To Potzner he simply smiled and said, “I’m as much in the dark as you are.”
“Oh yeah,” Potzner said. “I’ll bet.”
In a corner of the cabin a fax machine hummed into life. Farrell wandered over and gathered the transmitted papers together. He scanned the documents and looked up with a frown.
“Fish is checking out the lie of the land. He’s done a satellite scan — nothing new so far, just the known archaeology. ‘Important remains still standing at Kish — yada yada yada — include the city’s red-bricked ziggurat built perhaps by Nebuchadnezzar — yada yada — on a rectangular base. Also the grand palace and two other ziggurats —’”
“Give me that.” Potzner snatched the documents and read them briskly. “This is crap. We’re looking for something else — something subtle. Get Fish on the phone.”
Fish was on within seconds. “You’ve got nine square miles to check out, Fish.” Potzner bent and peered out of the jet window as he listened to the response. Dracup caught a glimpse of the sun, a red disk on the horizon, the clouds a scattering of grey and white cotton.
Potzner was pacing the small space now, glass in hand. “They’ve only excavated three out of forty mounds? So the other thirty-seven should keep you busy for a coupla hours.” Potzner sat down heavily, his face contorted with frustration. “Uh huh.” His voice took on an exaggerated emphasis, as if he was talking to the most challenging pupil in a remedial class. “Anything unusual. That’s right, Fish. No, I don’t have any clues either. Just get on with it.”

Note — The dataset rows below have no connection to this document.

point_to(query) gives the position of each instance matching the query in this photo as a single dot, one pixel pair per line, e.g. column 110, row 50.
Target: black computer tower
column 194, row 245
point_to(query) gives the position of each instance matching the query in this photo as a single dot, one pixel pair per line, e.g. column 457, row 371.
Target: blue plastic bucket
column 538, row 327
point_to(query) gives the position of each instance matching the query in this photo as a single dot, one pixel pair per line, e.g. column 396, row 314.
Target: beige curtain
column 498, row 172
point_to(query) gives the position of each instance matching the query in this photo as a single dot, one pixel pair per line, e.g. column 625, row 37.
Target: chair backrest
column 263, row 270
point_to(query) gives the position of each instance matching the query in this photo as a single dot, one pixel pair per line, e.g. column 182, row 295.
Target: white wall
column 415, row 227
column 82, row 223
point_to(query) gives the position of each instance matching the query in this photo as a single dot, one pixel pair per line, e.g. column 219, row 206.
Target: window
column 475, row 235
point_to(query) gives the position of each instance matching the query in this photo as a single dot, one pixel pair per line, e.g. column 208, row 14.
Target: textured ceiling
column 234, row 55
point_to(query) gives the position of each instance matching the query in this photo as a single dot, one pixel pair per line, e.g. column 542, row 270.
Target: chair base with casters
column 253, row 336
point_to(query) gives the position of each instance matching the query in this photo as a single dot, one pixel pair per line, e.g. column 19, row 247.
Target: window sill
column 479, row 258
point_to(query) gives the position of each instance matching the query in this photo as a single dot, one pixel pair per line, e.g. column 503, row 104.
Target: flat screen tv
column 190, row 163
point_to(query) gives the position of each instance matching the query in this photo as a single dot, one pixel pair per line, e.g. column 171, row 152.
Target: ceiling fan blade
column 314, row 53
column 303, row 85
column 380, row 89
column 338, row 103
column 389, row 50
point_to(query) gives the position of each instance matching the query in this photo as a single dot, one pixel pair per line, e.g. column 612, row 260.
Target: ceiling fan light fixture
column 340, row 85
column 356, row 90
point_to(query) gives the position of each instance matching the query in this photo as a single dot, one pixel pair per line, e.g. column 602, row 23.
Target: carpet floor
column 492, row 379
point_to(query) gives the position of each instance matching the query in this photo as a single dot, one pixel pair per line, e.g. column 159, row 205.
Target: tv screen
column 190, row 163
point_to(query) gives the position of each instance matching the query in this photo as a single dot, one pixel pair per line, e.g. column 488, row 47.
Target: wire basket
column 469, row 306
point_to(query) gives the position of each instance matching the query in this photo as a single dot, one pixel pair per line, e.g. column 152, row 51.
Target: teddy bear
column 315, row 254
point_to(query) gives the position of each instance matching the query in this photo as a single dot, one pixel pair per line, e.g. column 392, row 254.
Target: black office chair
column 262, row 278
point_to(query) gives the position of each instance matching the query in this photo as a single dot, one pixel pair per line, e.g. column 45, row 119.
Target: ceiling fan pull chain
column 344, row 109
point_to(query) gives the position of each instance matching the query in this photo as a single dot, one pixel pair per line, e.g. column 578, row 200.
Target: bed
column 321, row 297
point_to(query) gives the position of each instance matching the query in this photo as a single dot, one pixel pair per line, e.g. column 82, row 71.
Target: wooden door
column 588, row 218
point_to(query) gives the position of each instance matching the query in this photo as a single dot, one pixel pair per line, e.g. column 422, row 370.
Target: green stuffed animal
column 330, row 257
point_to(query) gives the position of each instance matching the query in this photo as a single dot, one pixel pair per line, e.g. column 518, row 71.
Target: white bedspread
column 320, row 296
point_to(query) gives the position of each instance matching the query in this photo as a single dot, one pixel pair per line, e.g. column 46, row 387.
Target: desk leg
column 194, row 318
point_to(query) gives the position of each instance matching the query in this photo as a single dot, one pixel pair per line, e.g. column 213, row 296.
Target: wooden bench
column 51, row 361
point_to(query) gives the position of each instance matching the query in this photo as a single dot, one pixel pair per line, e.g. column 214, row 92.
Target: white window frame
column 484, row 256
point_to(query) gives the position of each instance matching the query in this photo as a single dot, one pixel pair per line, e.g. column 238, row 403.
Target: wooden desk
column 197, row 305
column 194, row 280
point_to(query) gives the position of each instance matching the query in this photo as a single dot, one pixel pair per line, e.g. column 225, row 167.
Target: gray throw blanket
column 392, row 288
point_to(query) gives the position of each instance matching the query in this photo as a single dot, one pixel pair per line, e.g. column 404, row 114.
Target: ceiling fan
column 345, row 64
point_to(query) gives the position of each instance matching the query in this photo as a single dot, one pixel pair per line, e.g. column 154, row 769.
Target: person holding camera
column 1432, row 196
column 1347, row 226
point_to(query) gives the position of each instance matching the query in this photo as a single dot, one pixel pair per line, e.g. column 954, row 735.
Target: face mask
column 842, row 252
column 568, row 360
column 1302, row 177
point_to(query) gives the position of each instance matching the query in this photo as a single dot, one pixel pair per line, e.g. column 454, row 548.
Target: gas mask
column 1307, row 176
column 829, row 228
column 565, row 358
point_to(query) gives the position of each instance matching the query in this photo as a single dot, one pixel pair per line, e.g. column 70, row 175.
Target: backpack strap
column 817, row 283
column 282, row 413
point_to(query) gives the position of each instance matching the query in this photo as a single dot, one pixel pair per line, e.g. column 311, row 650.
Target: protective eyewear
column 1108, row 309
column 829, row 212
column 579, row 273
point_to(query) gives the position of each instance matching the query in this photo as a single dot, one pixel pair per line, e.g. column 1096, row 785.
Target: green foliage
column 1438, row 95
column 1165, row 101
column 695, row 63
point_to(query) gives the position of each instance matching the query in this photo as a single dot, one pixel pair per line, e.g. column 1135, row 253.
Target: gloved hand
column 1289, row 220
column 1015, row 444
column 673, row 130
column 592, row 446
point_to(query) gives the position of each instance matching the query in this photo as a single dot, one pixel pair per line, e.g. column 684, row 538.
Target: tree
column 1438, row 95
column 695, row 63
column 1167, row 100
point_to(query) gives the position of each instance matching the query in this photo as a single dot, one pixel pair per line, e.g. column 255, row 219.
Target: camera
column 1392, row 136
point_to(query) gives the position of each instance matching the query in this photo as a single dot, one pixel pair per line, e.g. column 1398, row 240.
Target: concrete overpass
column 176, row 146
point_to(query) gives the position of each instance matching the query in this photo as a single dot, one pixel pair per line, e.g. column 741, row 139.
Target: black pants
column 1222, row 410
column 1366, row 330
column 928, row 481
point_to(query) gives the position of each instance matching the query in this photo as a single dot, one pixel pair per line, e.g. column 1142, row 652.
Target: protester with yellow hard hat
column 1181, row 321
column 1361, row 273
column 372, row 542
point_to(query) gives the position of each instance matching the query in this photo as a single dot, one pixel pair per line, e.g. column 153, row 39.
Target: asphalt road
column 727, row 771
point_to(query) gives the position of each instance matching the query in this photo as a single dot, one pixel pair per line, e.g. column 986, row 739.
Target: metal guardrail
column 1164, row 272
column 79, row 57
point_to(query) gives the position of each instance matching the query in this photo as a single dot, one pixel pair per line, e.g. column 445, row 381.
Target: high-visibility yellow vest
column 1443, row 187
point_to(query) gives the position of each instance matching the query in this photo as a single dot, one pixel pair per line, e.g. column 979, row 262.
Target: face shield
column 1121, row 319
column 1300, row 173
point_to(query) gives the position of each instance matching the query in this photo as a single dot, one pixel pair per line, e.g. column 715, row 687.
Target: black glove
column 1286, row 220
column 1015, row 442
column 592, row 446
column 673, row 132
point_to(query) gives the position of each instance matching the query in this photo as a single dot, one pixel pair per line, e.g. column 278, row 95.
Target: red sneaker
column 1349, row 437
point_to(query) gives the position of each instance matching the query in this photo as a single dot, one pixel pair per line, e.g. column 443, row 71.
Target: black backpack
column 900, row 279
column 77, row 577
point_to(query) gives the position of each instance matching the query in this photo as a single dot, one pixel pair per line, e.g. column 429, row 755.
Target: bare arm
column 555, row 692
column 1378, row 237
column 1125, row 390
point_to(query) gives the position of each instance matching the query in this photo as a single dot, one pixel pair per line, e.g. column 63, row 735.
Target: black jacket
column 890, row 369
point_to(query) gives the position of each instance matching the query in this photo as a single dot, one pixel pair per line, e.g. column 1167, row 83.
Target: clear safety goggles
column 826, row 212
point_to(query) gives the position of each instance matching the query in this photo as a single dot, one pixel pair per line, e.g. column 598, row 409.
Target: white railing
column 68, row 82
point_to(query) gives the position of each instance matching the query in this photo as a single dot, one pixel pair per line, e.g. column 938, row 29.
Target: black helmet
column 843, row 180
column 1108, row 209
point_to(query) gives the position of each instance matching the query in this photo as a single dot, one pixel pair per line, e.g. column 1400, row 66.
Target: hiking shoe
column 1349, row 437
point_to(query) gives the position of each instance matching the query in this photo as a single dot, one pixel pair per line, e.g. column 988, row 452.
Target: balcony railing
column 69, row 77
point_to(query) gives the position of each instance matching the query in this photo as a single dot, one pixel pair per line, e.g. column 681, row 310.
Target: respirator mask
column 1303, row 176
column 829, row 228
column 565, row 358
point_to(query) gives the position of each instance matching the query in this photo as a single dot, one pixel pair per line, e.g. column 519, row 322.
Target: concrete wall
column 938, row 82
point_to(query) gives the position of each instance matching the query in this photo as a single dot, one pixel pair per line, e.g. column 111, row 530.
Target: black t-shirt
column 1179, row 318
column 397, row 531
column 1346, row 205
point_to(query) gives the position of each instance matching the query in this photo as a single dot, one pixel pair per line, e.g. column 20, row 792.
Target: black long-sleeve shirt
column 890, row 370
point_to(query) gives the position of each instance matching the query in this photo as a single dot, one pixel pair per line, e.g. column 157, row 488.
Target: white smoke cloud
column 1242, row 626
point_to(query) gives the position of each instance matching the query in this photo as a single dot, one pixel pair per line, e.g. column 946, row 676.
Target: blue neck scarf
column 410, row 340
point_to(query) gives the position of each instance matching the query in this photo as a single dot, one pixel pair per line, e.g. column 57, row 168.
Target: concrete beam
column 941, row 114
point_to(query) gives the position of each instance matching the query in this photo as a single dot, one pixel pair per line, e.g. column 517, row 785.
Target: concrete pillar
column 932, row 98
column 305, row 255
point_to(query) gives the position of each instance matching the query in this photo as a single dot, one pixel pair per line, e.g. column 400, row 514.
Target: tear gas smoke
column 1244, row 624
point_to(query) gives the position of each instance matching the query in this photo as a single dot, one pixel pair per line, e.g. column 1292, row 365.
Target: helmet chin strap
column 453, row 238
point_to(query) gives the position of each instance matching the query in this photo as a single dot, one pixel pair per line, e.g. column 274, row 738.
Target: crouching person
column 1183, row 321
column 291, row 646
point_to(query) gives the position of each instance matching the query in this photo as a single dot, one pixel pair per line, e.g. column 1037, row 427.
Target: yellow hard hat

Dracup watched the sun reflecting on the surface of the cloud. He was so tired he had forgotten how it felt to be rested, or what it was like to wake up with nothing more than the mundane activities of a University lecturer to inform his mind for the day. He found himself thinking about the number seven. Seven. What was it Sara had said? Seven sevens — the square root of your age is seven. Seven sevens are forty-nine. Forty-nine. He closed his eyes as the figures jumbled and swirled with the clouds, like a white alphabet soup, but with tumbling numbers that refused to add up or make any kind of sense.
Dracup woke to the jolt of the undercarriage on tarmac. He groaned and rubbed his eyes. Farrell was looking at him with a thoughtful expression.
“Welcome to Baghdad International Airport, Prof. You’d better prepare yourself for a few surprises.”
Dracup squinted out of the window and saw a vehicle moving alongside, shadowing their arrival. He felt rather than saw the glint of gunmetal from the vehicle’s cabin. A helmeted US soldier, chewing vigorously on a stick of gum, kept his shaded eyes on the plane as it came to a standstill. The door hissed open and heat invaded the interior. Dracup was wearing a heavy jacket and thick shirt in keeping with a British autumn.